Some symbols of love and romance are outside the scope of this book. Music is a good example. A friend of mine was falling in love when Phil Collins’s recording of “A Groovy Kind of Love” was a big hit. This song became their symbol of love. Consequently, whenever they hear the song, they immediately relive the time when they first met. “A Groovy Kind of Love” is the perfect symbol of love and romance for them.

You will already know many of the symbols in this book, as they are part of our common heritage. Most people like to start working with symbols that they are familiar with. However, you will also find it fascinating to explore some of the symbols that you do not already know. If you find it hard to determine which symbol or symbols are right for you, trust your intuition.

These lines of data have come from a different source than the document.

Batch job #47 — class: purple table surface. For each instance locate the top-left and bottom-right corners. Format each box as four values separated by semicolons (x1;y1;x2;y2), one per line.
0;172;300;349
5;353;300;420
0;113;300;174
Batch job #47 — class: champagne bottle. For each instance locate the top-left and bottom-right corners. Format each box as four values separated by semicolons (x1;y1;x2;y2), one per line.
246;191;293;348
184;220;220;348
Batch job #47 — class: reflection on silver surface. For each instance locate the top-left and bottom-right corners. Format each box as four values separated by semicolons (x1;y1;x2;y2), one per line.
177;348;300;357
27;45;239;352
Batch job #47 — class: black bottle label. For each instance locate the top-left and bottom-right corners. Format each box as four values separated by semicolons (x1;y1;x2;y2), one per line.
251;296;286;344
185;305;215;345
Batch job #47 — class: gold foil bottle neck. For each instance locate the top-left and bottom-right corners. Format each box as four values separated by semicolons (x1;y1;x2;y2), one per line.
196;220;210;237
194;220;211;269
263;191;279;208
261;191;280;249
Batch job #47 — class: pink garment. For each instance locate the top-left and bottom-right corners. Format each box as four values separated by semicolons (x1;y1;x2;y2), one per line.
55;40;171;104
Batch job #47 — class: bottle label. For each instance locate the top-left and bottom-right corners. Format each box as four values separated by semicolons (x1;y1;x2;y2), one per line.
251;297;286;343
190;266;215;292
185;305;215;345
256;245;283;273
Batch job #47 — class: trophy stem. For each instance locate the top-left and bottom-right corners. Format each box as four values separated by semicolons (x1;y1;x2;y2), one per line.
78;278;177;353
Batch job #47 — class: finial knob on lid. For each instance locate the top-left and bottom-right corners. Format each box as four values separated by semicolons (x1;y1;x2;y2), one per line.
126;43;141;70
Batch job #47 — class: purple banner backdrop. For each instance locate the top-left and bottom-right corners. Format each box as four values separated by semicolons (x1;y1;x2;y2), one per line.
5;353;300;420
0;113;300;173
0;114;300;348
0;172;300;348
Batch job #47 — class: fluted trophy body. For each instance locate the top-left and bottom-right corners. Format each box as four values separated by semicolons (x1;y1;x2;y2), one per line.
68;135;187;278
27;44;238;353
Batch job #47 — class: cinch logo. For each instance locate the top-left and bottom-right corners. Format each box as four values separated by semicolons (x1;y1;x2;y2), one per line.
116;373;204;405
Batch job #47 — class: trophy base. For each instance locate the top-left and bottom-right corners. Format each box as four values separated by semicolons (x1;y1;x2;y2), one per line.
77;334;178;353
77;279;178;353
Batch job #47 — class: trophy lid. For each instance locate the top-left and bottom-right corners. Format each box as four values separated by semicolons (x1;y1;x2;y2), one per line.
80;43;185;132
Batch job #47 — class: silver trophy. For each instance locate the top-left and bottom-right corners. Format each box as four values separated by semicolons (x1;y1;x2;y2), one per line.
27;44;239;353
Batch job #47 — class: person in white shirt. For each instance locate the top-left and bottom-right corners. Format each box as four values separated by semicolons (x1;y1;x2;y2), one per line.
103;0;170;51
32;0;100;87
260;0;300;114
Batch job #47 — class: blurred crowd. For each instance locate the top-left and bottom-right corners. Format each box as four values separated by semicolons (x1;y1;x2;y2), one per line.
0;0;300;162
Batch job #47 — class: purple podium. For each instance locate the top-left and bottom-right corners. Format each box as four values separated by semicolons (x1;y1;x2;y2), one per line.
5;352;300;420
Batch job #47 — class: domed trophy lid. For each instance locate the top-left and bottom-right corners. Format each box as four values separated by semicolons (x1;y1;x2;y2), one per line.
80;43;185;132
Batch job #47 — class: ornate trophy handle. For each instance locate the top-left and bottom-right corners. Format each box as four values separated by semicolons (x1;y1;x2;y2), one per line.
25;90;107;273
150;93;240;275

The purpose of this book is to provide a wide selection of magical symbols that you can use to improve the quality of your love life. I have arranged these in different categories. Consequently, you do not need to read the chapters in any set order. In fact, you should start by reading the chapters that interest you most. Chapter fourteen provides suggestions on how to use the symbols to attain your goals. In addition, each chapter includes a case study of someone who has used a symbol to enhance his or her life. I hope you will enjoy reading this book, and will also find it useful as a reference book in the future.

[contents]

1. Edward S. Gifford, The Charms of Love (London: Faber and Faber Limited, 1963), 2–3.

2. Denny Lee and Josh Stoneman, Symbols of Love (New York: Assouline Publishing, Inc., 2002), 8.

3. David Crystal, editor, The Cambridge Biographical Dictionary (Cambridge: Cambridge University Press, second edition 1994), 37.

4. Anonymous, Newes from Scotland (Edinburgh, 1591).

5. Edward S. Gifford, The Charms of Love, 41–42.